住友商事は2月28日、東南アジア地域でのヘルスケア事業拡大を目的として、医療データ活用の知見を有するシンガポールの戦略コンサルティングであるRoland Berger Pte.と協業契約を締結したことを発表した。両社は2023年度から医療データ分析を通じた医療費抑制に資するサービスを展開するとしている。

近年東南アジアではスマートフォンの普及や、AI(Artificial Intelligence:人工知能)などのテクノロジーの発展により、医療アクセスの多様化と個別化が進んでいる。さらには、医療の主体が患者自身に主体化する動きもある中で、東南アジアではデータを有意義に活用するための仕組みが不十分だという。

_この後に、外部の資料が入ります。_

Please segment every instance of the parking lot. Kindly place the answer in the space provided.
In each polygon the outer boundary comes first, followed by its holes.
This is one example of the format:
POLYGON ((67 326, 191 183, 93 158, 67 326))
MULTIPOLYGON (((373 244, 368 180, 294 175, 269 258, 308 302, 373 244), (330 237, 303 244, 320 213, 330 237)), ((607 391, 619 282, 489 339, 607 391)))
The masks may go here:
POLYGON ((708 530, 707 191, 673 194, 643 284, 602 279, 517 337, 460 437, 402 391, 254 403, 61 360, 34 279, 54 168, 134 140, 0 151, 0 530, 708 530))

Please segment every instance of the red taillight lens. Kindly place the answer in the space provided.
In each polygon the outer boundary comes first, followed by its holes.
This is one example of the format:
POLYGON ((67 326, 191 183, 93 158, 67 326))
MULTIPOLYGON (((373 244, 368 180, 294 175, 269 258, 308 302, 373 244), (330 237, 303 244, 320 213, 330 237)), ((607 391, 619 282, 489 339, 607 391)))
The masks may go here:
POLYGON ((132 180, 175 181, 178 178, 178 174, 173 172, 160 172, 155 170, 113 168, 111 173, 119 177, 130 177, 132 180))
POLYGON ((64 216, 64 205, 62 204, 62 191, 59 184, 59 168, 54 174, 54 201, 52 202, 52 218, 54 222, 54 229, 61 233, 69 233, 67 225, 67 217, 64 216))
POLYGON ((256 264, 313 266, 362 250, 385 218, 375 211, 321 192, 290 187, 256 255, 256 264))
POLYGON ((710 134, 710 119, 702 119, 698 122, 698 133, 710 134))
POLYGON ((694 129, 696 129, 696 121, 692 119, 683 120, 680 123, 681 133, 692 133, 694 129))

そこで、住友商事はこうした課題の解決に向けて、ベトナムとマレーシアでマネージドケア事業を展開している。マネージドケア事業とは、主に公的医療制度が充実していない国で発展しつつある管理医療システムで、企業および民間医療保険会社、マネージドケア事業者、医療機関の三者が連携して医療サービスを提供する仕組みを指す。

両社は今後について、マネージドケア事業で得た医療データの活用を進め、東南アジア全域における医療費の抑制・適正化を目指すとのことだ。具体的には、個人の携帯アプリなどを通じた適正価格の病院・クリニックへの誘導、慢性疾患のレベルに合わせた健康・服薬指導プログラムの開発などに着手する。